Five sample descriptor files are saved as text file rules. Your application can override these as needed.

Analysis Engine Descriptors
- TextAnalysis.pyOffsetTokenizerMatcher.xml
- TextAnalysis.pyOffsetTokenizer.xml
- TextAnalysis.pyConceptMapperOffsetTokenizer.xml
Type System Descriptors
- TextAnalysis.pyTokenAnnotation.xml
- TextAnalysis.pyDictTerm.xml

The dictionary resource is also a text file rule, TextAnalysis.pyDictionary.xml.

Standard activity

The standard activity @baseclass.pxUIMAConceptMapper implements the component. This activity does the following actions:

Initializes path variables
Reads the descriptor and resource files (as text file rules) and creates corresponding XML files in the directory indicated by ${uima.datapath} on the file system
Reads the aggregate analysis engine description
Performs the analysis on the input text document

JAR Files

The following libraries are included in prprivate/libredist :

apache-uima/lib/uima-core.jar
apache-uima/lib/uima-cpe.jar
apache-uima/lib/uima-document-annotation.jar
apache-uima/lib/uimaj-bootstrap.jar
apache-uima/lib/uima-tools.jar
apache-uima/addons/annotator/ConceptMapper/lib/uima-an-conceptMapper.jar

Supply as input to the activity values for these parameters:

content – The unstructured text to be annotated
resourceNames – Optional. Comma separated list of the XML resource/configuration files
analysisDescriptor – Optional. Name of the analysis engine descriptor
startIndex – Optional. Index at which to start the analysis (integer)
endIndex – Optional. Index at which to end the analysis (integer)
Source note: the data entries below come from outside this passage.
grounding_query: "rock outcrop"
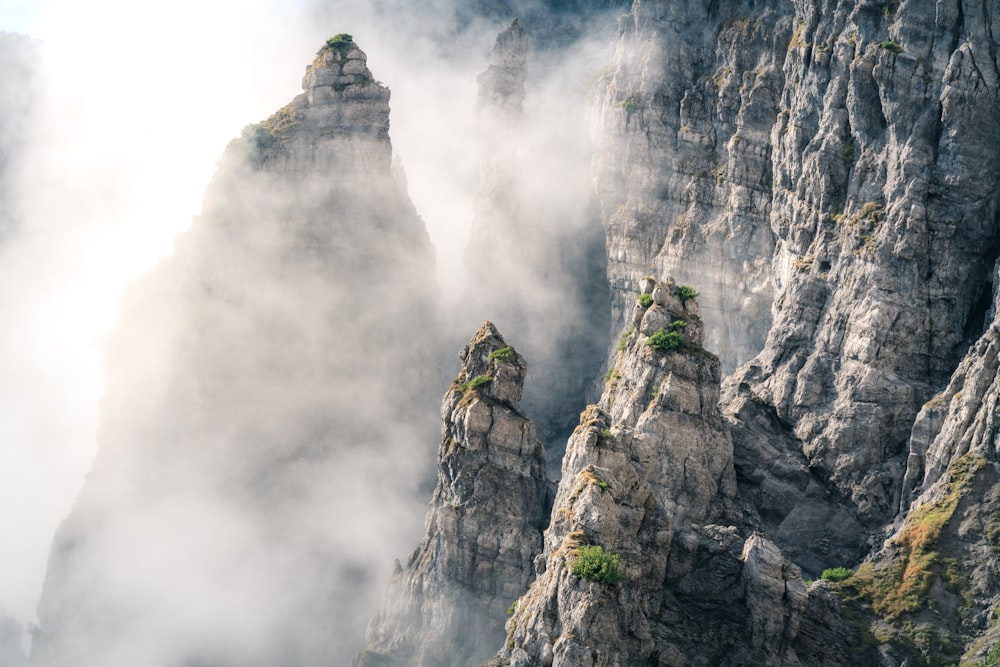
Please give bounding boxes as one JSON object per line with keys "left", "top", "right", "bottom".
{"left": 824, "top": 258, "right": 1000, "bottom": 665}
{"left": 486, "top": 280, "right": 876, "bottom": 666}
{"left": 589, "top": 0, "right": 1000, "bottom": 581}
{"left": 584, "top": 1, "right": 1000, "bottom": 662}
{"left": 27, "top": 2, "right": 1000, "bottom": 665}
{"left": 462, "top": 20, "right": 610, "bottom": 470}
{"left": 33, "top": 37, "right": 439, "bottom": 667}
{"left": 356, "top": 322, "right": 549, "bottom": 667}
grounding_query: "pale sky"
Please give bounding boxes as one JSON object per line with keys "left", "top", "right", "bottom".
{"left": 1, "top": 0, "right": 43, "bottom": 34}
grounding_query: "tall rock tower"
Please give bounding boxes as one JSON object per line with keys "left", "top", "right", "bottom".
{"left": 33, "top": 36, "right": 440, "bottom": 667}
{"left": 356, "top": 322, "right": 549, "bottom": 666}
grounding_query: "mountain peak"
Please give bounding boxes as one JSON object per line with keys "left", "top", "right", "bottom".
{"left": 306, "top": 34, "right": 376, "bottom": 91}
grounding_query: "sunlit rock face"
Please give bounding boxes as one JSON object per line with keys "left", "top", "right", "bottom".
{"left": 720, "top": 0, "right": 1000, "bottom": 579}
{"left": 356, "top": 322, "right": 549, "bottom": 667}
{"left": 592, "top": 1, "right": 792, "bottom": 377}
{"left": 33, "top": 38, "right": 440, "bottom": 667}
{"left": 592, "top": 0, "right": 1000, "bottom": 581}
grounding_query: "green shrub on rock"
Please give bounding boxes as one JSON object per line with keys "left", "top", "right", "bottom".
{"left": 572, "top": 545, "right": 625, "bottom": 584}
{"left": 821, "top": 567, "right": 853, "bottom": 582}
{"left": 646, "top": 328, "right": 685, "bottom": 352}
{"left": 676, "top": 285, "right": 700, "bottom": 301}
{"left": 488, "top": 346, "right": 516, "bottom": 363}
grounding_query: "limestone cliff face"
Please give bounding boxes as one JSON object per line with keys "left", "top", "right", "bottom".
{"left": 486, "top": 281, "right": 873, "bottom": 666}
{"left": 592, "top": 0, "right": 1000, "bottom": 575}
{"left": 593, "top": 1, "right": 793, "bottom": 375}
{"left": 349, "top": 1, "right": 1000, "bottom": 662}
{"left": 584, "top": 1, "right": 1000, "bottom": 662}
{"left": 721, "top": 0, "right": 1000, "bottom": 575}
{"left": 840, "top": 259, "right": 1000, "bottom": 665}
{"left": 33, "top": 37, "right": 439, "bottom": 667}
{"left": 463, "top": 20, "right": 610, "bottom": 470}
{"left": 356, "top": 322, "right": 548, "bottom": 667}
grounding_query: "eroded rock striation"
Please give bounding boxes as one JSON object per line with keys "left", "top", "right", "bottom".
{"left": 721, "top": 0, "right": 1000, "bottom": 576}
{"left": 586, "top": 1, "right": 1000, "bottom": 662}
{"left": 356, "top": 322, "right": 549, "bottom": 667}
{"left": 33, "top": 37, "right": 439, "bottom": 667}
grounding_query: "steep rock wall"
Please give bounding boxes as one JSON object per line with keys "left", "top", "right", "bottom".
{"left": 725, "top": 0, "right": 1000, "bottom": 573}
{"left": 593, "top": 0, "right": 794, "bottom": 374}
The activity's result is returned on the parameter page, as the value of a parameter named xmiOutput, an XML document in XML Metadata Interchange format. The output has two types: TokenAnnotation, which is produced by the OffsetTokenizer annotator, and DictTerm, which is produced by the ConceptMapperOffsetTokenizer annotator.

Initial setup

Create a Java system property uima.datapath, set to a directory path on the current server node's file system, with write access.